I usually help beggers.I think its good to give them as much as we can afford, but we shouldnt help the ones who look like alcoholics or drug adddicts because they just want to feed their habits.I live in Dublin and whenever you go into town, you see the beggers everywhere, and most of them really do need help, so I give them as much as I can.

we are obligate to apply the cardinal virtue of prudence in all our decisions and actions, including stewardship of resources and works of mercy. It is entirely a matter of judgement whether is is prudent to have contact with someone who approaches you on the street, and certainly it could be very unwise. Or whether one’s donation will do more good going to an agency dedicated to meeting the needs of such people.

But Jesus does not council prudence. How do you reconcile that with the Master’s injunction “give to everyine who asks of you”?

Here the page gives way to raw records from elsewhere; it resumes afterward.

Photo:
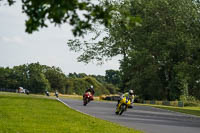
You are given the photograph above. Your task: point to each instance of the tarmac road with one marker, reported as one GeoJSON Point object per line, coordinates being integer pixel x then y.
{"type": "Point", "coordinates": [145, 118]}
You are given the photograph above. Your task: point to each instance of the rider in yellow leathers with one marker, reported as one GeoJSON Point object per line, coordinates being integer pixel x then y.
{"type": "Point", "coordinates": [129, 95]}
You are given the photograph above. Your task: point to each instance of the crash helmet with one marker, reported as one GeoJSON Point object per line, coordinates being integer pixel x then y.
{"type": "Point", "coordinates": [131, 92]}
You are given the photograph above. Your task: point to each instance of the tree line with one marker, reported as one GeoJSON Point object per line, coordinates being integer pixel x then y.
{"type": "Point", "coordinates": [40, 78]}
{"type": "Point", "coordinates": [158, 41]}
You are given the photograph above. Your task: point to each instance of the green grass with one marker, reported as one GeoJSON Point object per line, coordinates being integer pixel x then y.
{"type": "Point", "coordinates": [34, 114]}
{"type": "Point", "coordinates": [186, 110]}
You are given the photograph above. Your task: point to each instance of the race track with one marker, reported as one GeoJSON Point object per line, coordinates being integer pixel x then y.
{"type": "Point", "coordinates": [145, 118]}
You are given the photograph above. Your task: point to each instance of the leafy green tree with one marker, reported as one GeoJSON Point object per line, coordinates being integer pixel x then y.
{"type": "Point", "coordinates": [78, 13]}
{"type": "Point", "coordinates": [154, 50]}
{"type": "Point", "coordinates": [56, 78]}
{"type": "Point", "coordinates": [113, 76]}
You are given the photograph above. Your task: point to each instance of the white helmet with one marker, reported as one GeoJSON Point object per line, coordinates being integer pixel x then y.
{"type": "Point", "coordinates": [131, 92]}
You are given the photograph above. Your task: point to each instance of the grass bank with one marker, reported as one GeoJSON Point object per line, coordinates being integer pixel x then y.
{"type": "Point", "coordinates": [34, 114]}
{"type": "Point", "coordinates": [186, 110]}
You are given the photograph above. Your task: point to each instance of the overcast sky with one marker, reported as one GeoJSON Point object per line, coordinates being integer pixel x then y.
{"type": "Point", "coordinates": [47, 46]}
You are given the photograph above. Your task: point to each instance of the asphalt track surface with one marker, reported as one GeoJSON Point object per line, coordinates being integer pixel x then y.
{"type": "Point", "coordinates": [145, 118]}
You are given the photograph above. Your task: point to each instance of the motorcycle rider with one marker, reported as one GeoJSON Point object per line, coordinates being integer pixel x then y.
{"type": "Point", "coordinates": [91, 90]}
{"type": "Point", "coordinates": [129, 95]}
{"type": "Point", "coordinates": [56, 93]}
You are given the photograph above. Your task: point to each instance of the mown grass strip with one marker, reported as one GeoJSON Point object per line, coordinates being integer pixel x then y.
{"type": "Point", "coordinates": [32, 114]}
{"type": "Point", "coordinates": [186, 110]}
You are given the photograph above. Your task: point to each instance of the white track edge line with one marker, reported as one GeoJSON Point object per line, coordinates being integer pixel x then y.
{"type": "Point", "coordinates": [73, 108]}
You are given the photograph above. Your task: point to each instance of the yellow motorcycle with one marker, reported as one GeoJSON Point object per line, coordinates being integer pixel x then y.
{"type": "Point", "coordinates": [122, 106]}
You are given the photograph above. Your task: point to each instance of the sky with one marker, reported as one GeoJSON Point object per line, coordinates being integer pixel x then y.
{"type": "Point", "coordinates": [48, 46]}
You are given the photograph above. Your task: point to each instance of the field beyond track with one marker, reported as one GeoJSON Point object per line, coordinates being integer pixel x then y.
{"type": "Point", "coordinates": [34, 114]}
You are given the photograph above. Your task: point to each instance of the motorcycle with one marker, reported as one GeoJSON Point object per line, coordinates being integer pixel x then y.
{"type": "Point", "coordinates": [123, 105]}
{"type": "Point", "coordinates": [87, 97]}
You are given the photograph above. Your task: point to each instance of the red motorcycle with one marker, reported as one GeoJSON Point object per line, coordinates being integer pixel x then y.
{"type": "Point", "coordinates": [87, 97]}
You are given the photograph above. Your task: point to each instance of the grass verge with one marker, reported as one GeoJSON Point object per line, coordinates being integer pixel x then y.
{"type": "Point", "coordinates": [186, 110]}
{"type": "Point", "coordinates": [32, 114]}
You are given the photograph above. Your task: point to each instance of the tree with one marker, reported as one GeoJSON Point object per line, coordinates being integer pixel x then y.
{"type": "Point", "coordinates": [56, 78]}
{"type": "Point", "coordinates": [113, 77]}
{"type": "Point", "coordinates": [78, 13]}
{"type": "Point", "coordinates": [154, 51]}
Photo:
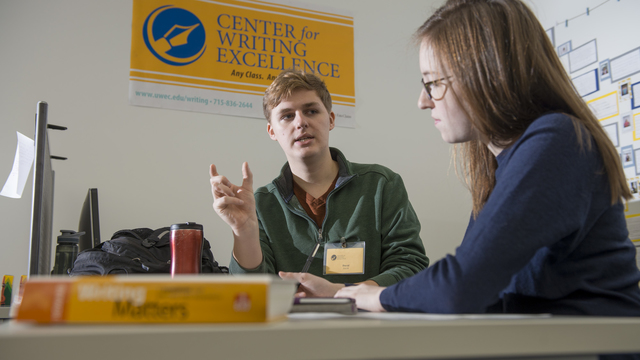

Sometimes, His advice does not seem prudent: Go sell all you own and follow me.

I’m just asking. You bring up a good point but should prudence bind love?

I never offered them jobs as I don’t have the means to offer things like that, but I’ve had quite a number get really angry when you offer them food or a certain kind of food rather than what they wanted. It can be very jading. But I’ve even seen it in the hospice that my mother would take us to. Most of the women really wanted to get jobs and the sisters at the hospice helped them get those jobs, but there were those who literally preferred to stay homeless. Some have told me and my husband that they don’t want to work under anyone’s rules. Then they have every excuse in the book about why they don’t want to work. If I had never worked or lived in the city, I would not have believed it.

I should be extremely jaded by what I’ve seen. In some ways I have been because I had to become prudent in deciding who to help and who not to help, especially when you’re a woman and you’ve had come across a few very violent ones. If you really want to meet some truly needy and mentally disabled beggars, come to Philadelphia. Although we have a lot of sane beggars, and “professional” beggars" as you called them, we also have many who are mentally disabled. They closed all the institutions down and just threw them out onto the streets. This is nothing to be proud of by any means, but they are one of the reasons why I’ve not totally given up on beggars.

As someone else mentioned, there are problems in shelters. The hospices that I’ve talked about only can handle a small number of people so there is a waiting list. Those who really want to get up off their feet will go to these hospices and help them get jobs as well as help them find a home once they get back on their feet. Once that is done, which is usually within 6-8 months, they have to leave the hospice to open the door to another needy person. 6-8 months is a long time to wait, especially if there are no other places like that around.